Thanks to a phone conversation with my mom, I found myself pouring over the words of Romans 4:13-25 and 5:1-5 this morning. Here are a few verses that particularly arrested my attention . . .
vs. 17-18 “God, who gives life to the dead and calls those things which do not exist as though they did; who, contrary to hope, in hope believed”
vs. 20-21 “He did not waver at the promise of God through unbelief, but was strengthened in faith, giving glory to God, and being fully convinced that what He had promised He was able to perform”
vs. 3-5 “And not only that, but we also glory in tribulations, knowing that tribulation produces perseverance; and perseverance, character; and character, hope. Now hope does not disappoint, because the love of God has been poured out in our hearts by the Holy Spirit who was given to us.”

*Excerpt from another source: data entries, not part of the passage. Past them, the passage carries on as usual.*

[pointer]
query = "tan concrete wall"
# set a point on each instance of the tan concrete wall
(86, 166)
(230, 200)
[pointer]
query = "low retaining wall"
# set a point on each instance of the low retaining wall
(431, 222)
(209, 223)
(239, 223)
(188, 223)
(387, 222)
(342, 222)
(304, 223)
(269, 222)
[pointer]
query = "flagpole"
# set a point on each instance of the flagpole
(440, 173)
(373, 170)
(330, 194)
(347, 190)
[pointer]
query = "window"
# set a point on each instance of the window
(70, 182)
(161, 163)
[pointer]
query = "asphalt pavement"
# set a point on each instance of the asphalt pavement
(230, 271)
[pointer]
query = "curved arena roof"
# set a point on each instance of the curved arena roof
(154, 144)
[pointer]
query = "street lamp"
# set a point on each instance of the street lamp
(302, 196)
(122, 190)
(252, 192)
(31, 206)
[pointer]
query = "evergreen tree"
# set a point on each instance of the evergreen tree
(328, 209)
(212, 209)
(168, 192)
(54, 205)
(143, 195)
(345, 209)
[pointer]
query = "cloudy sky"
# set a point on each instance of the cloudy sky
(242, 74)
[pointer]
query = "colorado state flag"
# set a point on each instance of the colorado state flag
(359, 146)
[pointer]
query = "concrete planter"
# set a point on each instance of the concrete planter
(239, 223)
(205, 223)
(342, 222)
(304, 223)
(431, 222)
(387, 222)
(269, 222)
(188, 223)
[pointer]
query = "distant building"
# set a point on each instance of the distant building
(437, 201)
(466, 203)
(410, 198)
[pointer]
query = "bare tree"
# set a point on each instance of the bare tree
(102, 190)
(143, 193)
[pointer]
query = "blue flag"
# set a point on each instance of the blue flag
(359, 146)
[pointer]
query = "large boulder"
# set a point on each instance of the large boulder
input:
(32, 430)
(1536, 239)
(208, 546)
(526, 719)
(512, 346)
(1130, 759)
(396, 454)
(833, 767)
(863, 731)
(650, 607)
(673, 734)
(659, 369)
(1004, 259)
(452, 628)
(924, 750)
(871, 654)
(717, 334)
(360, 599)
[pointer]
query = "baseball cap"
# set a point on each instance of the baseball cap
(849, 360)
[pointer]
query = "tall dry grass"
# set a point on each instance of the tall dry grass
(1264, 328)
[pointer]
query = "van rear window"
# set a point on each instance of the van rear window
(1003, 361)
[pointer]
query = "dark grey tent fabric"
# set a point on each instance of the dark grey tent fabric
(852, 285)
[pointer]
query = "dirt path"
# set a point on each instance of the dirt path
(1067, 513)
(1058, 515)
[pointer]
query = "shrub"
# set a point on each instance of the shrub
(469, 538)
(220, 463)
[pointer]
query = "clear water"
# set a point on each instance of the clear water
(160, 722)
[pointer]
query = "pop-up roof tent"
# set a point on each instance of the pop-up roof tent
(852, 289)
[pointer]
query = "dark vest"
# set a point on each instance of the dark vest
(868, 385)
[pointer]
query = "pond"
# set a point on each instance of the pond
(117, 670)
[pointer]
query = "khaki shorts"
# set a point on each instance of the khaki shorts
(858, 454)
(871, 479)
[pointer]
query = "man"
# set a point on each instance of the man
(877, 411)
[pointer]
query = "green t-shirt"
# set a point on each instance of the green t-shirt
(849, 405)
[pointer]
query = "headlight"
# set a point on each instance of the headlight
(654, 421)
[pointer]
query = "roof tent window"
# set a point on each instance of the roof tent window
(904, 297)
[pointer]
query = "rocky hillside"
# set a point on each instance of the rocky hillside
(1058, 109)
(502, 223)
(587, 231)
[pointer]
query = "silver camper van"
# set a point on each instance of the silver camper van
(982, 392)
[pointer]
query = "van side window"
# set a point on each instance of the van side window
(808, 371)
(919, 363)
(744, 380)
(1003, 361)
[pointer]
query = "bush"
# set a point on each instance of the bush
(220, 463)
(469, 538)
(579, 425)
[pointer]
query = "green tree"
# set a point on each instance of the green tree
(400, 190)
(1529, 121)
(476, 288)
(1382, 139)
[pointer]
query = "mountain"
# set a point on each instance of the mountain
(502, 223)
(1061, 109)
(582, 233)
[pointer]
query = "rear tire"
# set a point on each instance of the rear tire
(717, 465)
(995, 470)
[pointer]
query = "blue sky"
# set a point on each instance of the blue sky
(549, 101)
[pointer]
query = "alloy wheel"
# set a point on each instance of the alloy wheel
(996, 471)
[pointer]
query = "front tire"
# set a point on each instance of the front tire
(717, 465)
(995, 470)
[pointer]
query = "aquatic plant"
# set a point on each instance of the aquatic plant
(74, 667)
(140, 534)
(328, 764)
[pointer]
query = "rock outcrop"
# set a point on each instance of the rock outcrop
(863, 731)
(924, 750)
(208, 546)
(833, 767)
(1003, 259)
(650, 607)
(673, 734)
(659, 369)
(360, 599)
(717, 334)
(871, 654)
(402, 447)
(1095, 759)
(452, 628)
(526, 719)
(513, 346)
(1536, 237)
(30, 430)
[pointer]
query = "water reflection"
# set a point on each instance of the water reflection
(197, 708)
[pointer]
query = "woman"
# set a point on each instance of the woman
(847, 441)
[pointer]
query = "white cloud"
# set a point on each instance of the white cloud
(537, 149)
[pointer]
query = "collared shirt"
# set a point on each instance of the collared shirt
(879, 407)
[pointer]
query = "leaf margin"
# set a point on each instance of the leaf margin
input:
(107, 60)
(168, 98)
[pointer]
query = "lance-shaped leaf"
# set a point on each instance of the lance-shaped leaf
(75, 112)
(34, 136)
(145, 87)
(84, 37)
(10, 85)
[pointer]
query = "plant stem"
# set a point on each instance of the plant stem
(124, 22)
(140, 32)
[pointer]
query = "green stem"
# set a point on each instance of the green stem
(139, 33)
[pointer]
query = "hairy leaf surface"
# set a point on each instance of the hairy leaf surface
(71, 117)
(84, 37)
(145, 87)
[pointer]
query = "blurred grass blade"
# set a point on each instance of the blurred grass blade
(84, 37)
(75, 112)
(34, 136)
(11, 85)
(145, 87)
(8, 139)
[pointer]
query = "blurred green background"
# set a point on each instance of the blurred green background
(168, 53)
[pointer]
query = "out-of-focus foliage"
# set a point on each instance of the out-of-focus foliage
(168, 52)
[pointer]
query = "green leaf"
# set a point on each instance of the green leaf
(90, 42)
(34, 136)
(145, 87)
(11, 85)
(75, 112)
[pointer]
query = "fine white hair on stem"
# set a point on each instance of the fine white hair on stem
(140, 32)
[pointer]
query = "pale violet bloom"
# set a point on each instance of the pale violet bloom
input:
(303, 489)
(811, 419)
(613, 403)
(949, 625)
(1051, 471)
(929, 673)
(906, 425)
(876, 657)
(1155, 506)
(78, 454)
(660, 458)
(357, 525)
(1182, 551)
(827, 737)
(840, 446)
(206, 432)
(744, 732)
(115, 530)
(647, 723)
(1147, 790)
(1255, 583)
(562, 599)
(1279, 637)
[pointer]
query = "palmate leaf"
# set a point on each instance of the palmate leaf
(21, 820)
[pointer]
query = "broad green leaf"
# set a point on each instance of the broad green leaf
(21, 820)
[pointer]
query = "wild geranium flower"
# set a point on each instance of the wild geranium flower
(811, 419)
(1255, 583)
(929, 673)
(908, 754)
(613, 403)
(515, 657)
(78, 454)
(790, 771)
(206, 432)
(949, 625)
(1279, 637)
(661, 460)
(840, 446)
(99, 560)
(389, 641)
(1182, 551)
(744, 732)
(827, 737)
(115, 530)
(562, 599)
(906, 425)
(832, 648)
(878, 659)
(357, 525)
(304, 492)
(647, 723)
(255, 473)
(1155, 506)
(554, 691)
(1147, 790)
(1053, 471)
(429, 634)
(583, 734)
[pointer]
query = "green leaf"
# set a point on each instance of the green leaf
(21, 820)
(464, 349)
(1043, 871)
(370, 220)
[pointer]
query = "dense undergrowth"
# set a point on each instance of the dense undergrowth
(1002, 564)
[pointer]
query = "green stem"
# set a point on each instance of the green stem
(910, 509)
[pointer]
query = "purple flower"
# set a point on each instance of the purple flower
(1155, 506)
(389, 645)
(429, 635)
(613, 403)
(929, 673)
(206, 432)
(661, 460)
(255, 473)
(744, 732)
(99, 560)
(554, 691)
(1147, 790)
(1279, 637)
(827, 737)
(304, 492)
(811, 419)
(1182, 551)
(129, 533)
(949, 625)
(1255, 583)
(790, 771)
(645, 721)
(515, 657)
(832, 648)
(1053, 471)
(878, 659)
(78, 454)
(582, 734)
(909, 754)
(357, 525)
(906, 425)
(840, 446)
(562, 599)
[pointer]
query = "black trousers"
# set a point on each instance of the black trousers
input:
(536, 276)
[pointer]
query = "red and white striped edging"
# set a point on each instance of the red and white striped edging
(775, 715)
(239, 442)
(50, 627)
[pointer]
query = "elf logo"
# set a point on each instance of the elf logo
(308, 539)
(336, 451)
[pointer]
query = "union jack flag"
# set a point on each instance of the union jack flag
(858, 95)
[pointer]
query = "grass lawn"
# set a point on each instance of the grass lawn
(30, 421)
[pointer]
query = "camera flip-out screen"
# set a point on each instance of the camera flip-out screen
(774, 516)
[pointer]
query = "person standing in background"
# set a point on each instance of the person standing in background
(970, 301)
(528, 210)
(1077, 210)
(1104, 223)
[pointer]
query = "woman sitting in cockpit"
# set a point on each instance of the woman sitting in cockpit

How is that possible? What contradiction is this? How does hope not disappoint? Is my view of hope so skewed that I have replaced this anchor of my faith with something much more feeble and passing away?
What if we have it all backwards?
In the midst of challenging circumstances that rock our belief in the goodness of God, do we cling to the ideal of hope so strongly that we miss the perseverance and character that must precede this foundation? As I examine my own life, I think that I want to “hope” so badly that I have refused to submit myself to the refining process that tribulation works.
I believe that hope is the anchor of the soul because hope is the product of testing out God’s invitation in the midst of storm, stepping out of the boat into the crashing waves, and learning to walk on water. Then we will know what it is to hope. Then we will know how to step out of the boat with greater alacrity next time, more faith that our hope will not disappoint, more trust that we will not sink.
I’m choosing to submit myself to the tribulations that God has allowed in my life, so that through perseverance I will become more and more like my Savior and more and more confident that He is good. All the time. Even in the face of terminal illness. Even “when things that do not exist” must be called into existence.
Hey . . . maybe Simba will leave behind his outcast status and become king tomorrow.